Defining a Dataset for IMDB Data
There are several ways to serve up training data to an LSTM network. The demo uses the PyTorch Dataset with DataLoader technique. You must define a custom Dataset to match the format of the training data:

class IMDB_Dataset(T.utils.data.Dataset):
  def __init__(self, src_file):
    all_xy = np.loadtxt(src_file, usecols=range(0,51),
      delimiter=" ", comments="#", dtype=np.int64)
    tmp_x = all_xy[:,0:50]   # cols [0,50) = [0,49]
    tmp_y = all_xy[:,50]     # all rows, just col 50
    self.x_data = T.tensor(tmp_x, dtype=T.int64) 
    self.y_data = T.tensor(tmp_y, dtype=T.int64)

The __init__() method reads in all the data from the specified file and stores the word/token IDs in self.x_data, and stores the class labels in self.y_data. The demo uses the numpy loadtxt() function to reads numeric data. There are many alternatives, including using a Pandas library DataFrame.

The __getitem__() method accepts an index and returns a single item's input values, and the associated class label, as a tuple. Alternatives include returning values as a Dictionary or in a List or in an Array.

The demo feeds the IMDB Dataset to a DataLoader:

  train_file = ".\\Data\\imdb_train_50w.txt"
  train_ds = IMDB_Dataset(train_file) 
  bat_size = 8
  train_ldr = T.utils.data.DataLoader(train_ds,
    batch_size=bat_size, shuffle=True, drop_last=True)

The drop_last=True argument means that if the total number of data items is not evenly divisible by the batch size, the last batch will be smaller than all the other batches, and it will not be used. The shuffle=True argument is important during training so that the weight updates don't go into an oscillation which could stall training. The DataLoader class has nine other parameters, but they are rarely used.

The DataLoader serves up batches of training data like so:

  max_epochs = 20
  for epoch in range(0, max_epochs):
    for (batch_idx, batch) in enumerate(train_ldr):
      X = T.transpose(batch[0], 0, 1)
      Y = batch[1]
      . . .

A critically important detail is that the predictor input values must be transposed before they're sent to the LSTM network and the initial Embedding layer. Dealing with LSTM input and output shapes is tricky and time consuming.

Defining an LSTM Network
LSTM networks accept a sequence of values. The output is an abstract numerical representation of the sequence. The LSTM output can be used in several ways. The demo program feeds the LSTM output to a standard neural network that condenses the output to two values that represent the likelihood of class 0 and class 1.
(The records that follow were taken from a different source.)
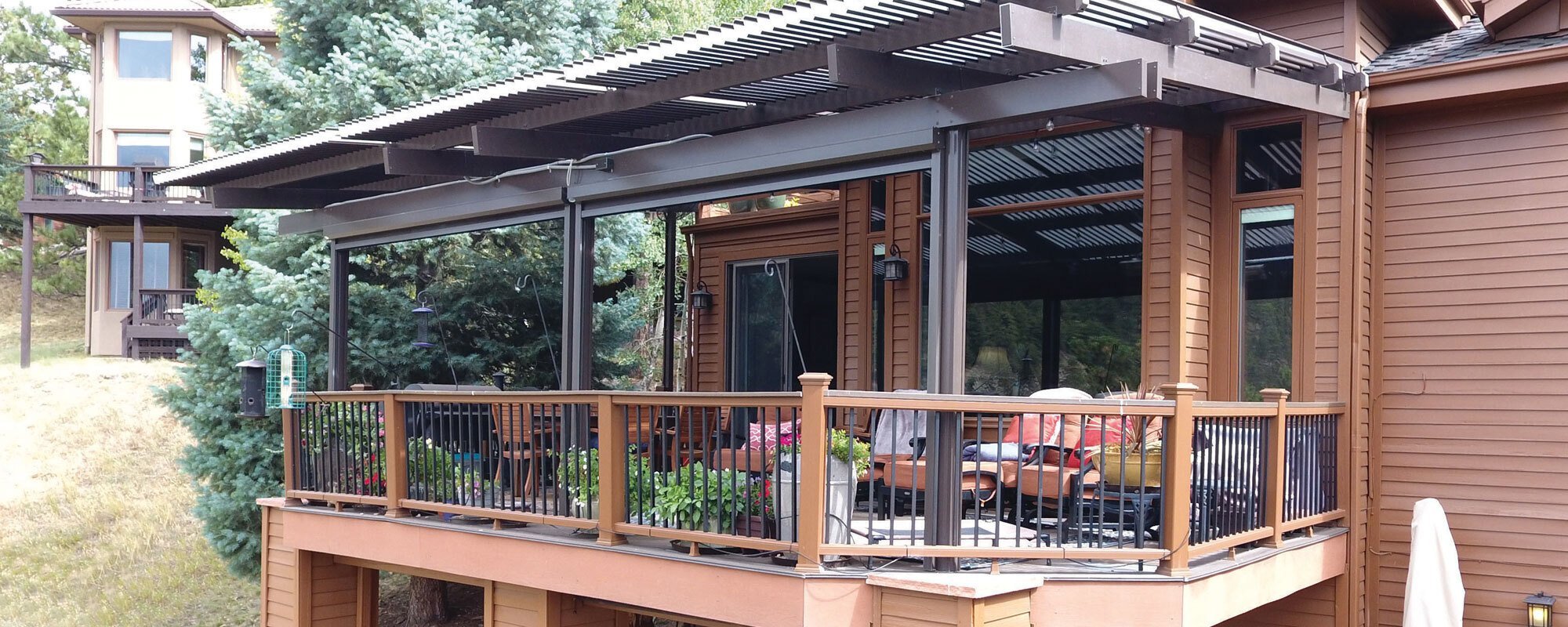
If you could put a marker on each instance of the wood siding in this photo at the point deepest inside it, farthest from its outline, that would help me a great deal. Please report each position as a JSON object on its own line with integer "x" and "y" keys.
{"x": 1473, "y": 342}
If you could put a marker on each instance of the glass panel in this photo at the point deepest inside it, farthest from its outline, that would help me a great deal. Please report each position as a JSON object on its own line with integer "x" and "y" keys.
{"x": 758, "y": 339}
{"x": 145, "y": 54}
{"x": 1268, "y": 288}
{"x": 1269, "y": 159}
{"x": 761, "y": 203}
{"x": 120, "y": 275}
{"x": 198, "y": 59}
{"x": 198, "y": 150}
{"x": 156, "y": 266}
{"x": 142, "y": 150}
{"x": 194, "y": 259}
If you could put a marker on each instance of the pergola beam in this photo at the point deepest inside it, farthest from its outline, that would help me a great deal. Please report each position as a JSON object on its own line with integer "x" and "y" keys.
{"x": 452, "y": 162}
{"x": 283, "y": 198}
{"x": 1086, "y": 43}
{"x": 891, "y": 73}
{"x": 546, "y": 145}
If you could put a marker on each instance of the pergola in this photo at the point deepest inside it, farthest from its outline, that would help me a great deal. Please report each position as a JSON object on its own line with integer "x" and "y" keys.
{"x": 826, "y": 90}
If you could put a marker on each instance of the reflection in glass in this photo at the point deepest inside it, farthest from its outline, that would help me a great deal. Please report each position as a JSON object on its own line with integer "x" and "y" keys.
{"x": 1268, "y": 288}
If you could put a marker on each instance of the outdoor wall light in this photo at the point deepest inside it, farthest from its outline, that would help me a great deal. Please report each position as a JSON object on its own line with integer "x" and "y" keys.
{"x": 702, "y": 300}
{"x": 423, "y": 316}
{"x": 253, "y": 388}
{"x": 895, "y": 266}
{"x": 1541, "y": 611}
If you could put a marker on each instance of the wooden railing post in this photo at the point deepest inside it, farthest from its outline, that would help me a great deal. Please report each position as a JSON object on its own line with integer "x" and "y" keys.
{"x": 1274, "y": 490}
{"x": 396, "y": 455}
{"x": 612, "y": 473}
{"x": 292, "y": 443}
{"x": 1177, "y": 496}
{"x": 813, "y": 473}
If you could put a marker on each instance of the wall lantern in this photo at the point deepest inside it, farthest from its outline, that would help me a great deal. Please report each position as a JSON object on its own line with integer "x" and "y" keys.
{"x": 423, "y": 316}
{"x": 895, "y": 266}
{"x": 1541, "y": 611}
{"x": 702, "y": 300}
{"x": 253, "y": 388}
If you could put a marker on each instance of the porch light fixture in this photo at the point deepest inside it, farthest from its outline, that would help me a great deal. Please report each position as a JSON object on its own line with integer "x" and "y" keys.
{"x": 1541, "y": 611}
{"x": 423, "y": 316}
{"x": 700, "y": 300}
{"x": 253, "y": 388}
{"x": 895, "y": 266}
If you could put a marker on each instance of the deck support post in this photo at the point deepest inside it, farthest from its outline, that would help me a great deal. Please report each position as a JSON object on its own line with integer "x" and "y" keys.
{"x": 576, "y": 328}
{"x": 811, "y": 515}
{"x": 948, "y": 300}
{"x": 1177, "y": 516}
{"x": 338, "y": 321}
{"x": 27, "y": 281}
{"x": 1274, "y": 474}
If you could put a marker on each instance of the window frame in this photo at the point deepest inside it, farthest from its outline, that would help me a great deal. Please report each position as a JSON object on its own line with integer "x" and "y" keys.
{"x": 120, "y": 56}
{"x": 1225, "y": 299}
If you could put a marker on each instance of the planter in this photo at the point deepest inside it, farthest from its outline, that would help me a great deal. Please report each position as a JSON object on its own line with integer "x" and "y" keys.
{"x": 840, "y": 504}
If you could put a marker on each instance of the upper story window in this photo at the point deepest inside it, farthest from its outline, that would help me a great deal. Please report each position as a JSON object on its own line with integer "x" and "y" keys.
{"x": 198, "y": 59}
{"x": 198, "y": 148}
{"x": 1269, "y": 159}
{"x": 142, "y": 150}
{"x": 145, "y": 54}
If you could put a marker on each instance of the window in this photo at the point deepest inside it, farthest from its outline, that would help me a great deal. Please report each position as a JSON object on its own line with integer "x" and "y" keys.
{"x": 1268, "y": 289}
{"x": 194, "y": 259}
{"x": 198, "y": 148}
{"x": 1269, "y": 159}
{"x": 145, "y": 54}
{"x": 154, "y": 270}
{"x": 198, "y": 59}
{"x": 142, "y": 150}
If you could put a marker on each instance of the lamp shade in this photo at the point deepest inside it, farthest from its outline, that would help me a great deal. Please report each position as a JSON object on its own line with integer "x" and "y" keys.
{"x": 702, "y": 300}
{"x": 895, "y": 266}
{"x": 1541, "y": 611}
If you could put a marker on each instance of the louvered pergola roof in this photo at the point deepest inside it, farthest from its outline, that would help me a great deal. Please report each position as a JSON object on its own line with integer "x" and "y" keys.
{"x": 802, "y": 62}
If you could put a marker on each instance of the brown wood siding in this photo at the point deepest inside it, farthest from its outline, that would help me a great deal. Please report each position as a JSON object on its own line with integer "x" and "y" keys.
{"x": 1475, "y": 349}
{"x": 1158, "y": 342}
{"x": 904, "y": 300}
{"x": 280, "y": 589}
{"x": 780, "y": 233}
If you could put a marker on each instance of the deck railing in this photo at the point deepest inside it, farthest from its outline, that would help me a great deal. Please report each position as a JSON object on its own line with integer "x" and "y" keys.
{"x": 103, "y": 184}
{"x": 1138, "y": 480}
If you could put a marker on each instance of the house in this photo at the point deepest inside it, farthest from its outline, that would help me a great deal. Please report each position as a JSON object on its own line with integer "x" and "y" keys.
{"x": 151, "y": 63}
{"x": 1337, "y": 225}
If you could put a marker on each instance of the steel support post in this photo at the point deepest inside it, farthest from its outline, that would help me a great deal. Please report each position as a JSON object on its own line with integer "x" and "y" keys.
{"x": 946, "y": 302}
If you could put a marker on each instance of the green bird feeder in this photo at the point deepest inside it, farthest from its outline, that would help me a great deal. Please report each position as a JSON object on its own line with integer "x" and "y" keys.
{"x": 286, "y": 377}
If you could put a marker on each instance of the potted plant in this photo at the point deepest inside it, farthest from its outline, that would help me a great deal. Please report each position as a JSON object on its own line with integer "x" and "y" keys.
{"x": 579, "y": 476}
{"x": 848, "y": 460}
{"x": 757, "y": 516}
{"x": 699, "y": 499}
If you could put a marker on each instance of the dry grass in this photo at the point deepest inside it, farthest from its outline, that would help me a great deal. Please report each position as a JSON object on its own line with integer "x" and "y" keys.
{"x": 96, "y": 523}
{"x": 57, "y": 324}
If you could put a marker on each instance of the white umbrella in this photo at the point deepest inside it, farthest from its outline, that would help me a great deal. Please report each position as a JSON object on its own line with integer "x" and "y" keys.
{"x": 1434, "y": 593}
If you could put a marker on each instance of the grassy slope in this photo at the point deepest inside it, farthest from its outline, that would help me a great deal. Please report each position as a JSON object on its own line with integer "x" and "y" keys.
{"x": 57, "y": 324}
{"x": 96, "y": 523}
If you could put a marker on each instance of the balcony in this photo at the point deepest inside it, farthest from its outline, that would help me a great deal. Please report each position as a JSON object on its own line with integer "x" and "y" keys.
{"x": 1189, "y": 499}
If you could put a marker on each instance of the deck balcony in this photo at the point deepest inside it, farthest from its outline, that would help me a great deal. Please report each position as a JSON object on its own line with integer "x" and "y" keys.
{"x": 1175, "y": 502}
{"x": 120, "y": 198}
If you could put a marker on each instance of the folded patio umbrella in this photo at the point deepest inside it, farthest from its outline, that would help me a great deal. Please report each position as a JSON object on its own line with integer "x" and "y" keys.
{"x": 1434, "y": 593}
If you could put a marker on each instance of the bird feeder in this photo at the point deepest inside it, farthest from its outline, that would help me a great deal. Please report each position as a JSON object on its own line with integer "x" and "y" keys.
{"x": 286, "y": 379}
{"x": 253, "y": 388}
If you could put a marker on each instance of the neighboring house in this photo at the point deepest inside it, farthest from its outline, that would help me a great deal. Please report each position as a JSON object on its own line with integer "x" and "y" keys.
{"x": 151, "y": 63}
{"x": 1388, "y": 247}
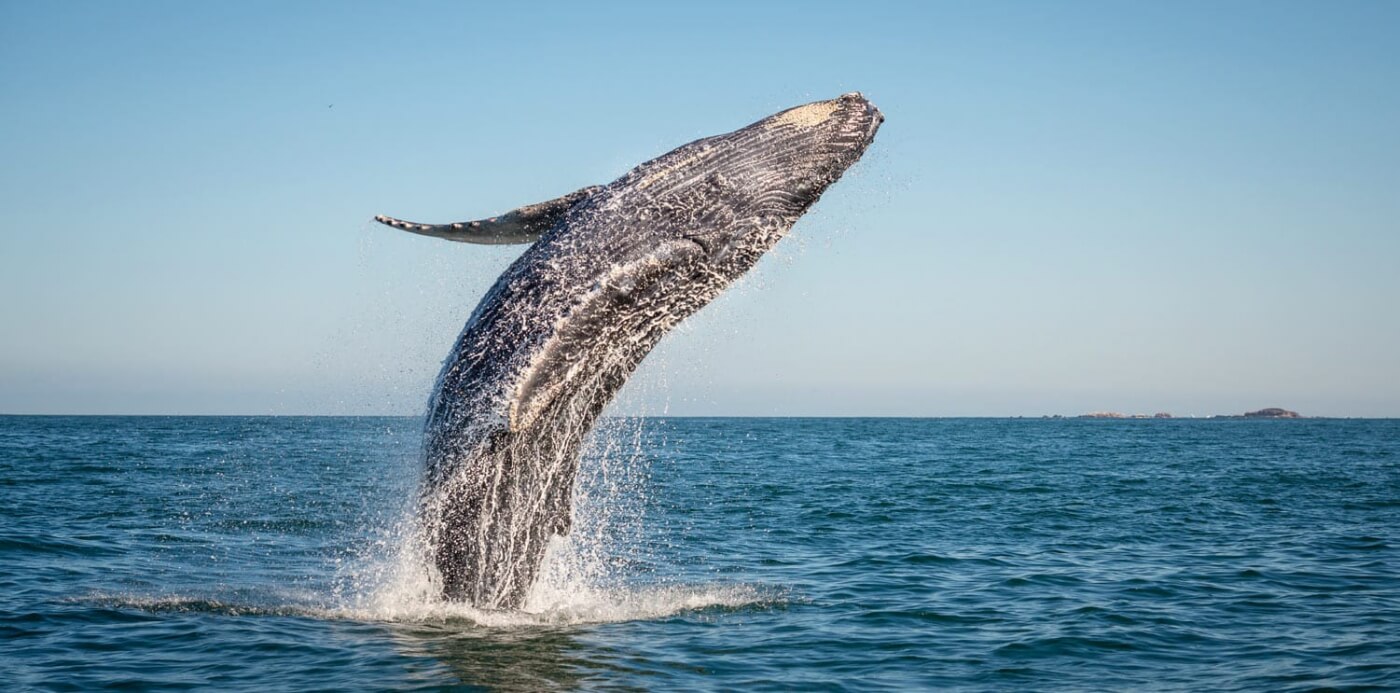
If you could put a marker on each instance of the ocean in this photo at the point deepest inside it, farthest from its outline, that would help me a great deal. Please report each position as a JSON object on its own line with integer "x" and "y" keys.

A generic LSTM cell module (without the neural network add-on) is shown in Figure 2. The lower case "t" stands for time step in the sequence of inputs. The output for the current item x(t) is h(t) and it depends on the previous output h(t-1) and the current cell state c(t). Each of the output values is appended to a list. Note that the current output value h(t) is the same as the last value in the output list.

Figure 2: An LSTM Module
[Click on image for larger view.] Figure 2: An LSTM Module

The demo program defines the LSTM network as:

class LSTM_Net(T.nn.Module):
  def __init__(self):
    super(LSTM_Net, self).__init__()
    self.embed = T.nn.Embedding(129892, 32)
    self.lstm = T.nn.LSTM(32, 100)
    self.fc1 = T.nn.Linear(100, 2)  # 0=neg, 1=pos

All of the LSTM values are hard-coded for clarity. The Embedding layer converts each token ID (such as "and" = 5) into a vector of 32 values. There are 129,892 possible token IDs. The embedding dimension is a hyperparameter. In a non-demo scenario, 200 is a common size for embedding.

The 100 is the size of the cell state. Larger cell sizes increase the internal LSTM memory, allowing it to better remember long sequences, at the expense of being more difficult to train. The output size of an LSTM cell is the same as the size of the cell state. The Linear layer takes the output of size 100 and reduces it to 2 values for binary classification.

The forward() method of the LSTM network is:

  def forward(self, x):
    z = self.embed(x)
    z = z.reshape(50, -1, 32)  # seq bat embed
    lstm_oupt, (h_n, c_n) = self.lstm(z)
    z = lstm_oupt[-1]  # or use h_n. [1,100]
    z = T.log_softmax(self.fc1(z), dim=1)  # NLLLoss()
    return z

The sequence of input token IDs is fed to the Embedding layer and each token is converted to a vector with 32 values. Those values are reshaped to (seq_len, bat_size, embed_dim). The sequence length for the demo data is 50. The embed dimension is 32. The batch size is variable, so the demo uses special Python tuple value of -1 which means, "whatever is left."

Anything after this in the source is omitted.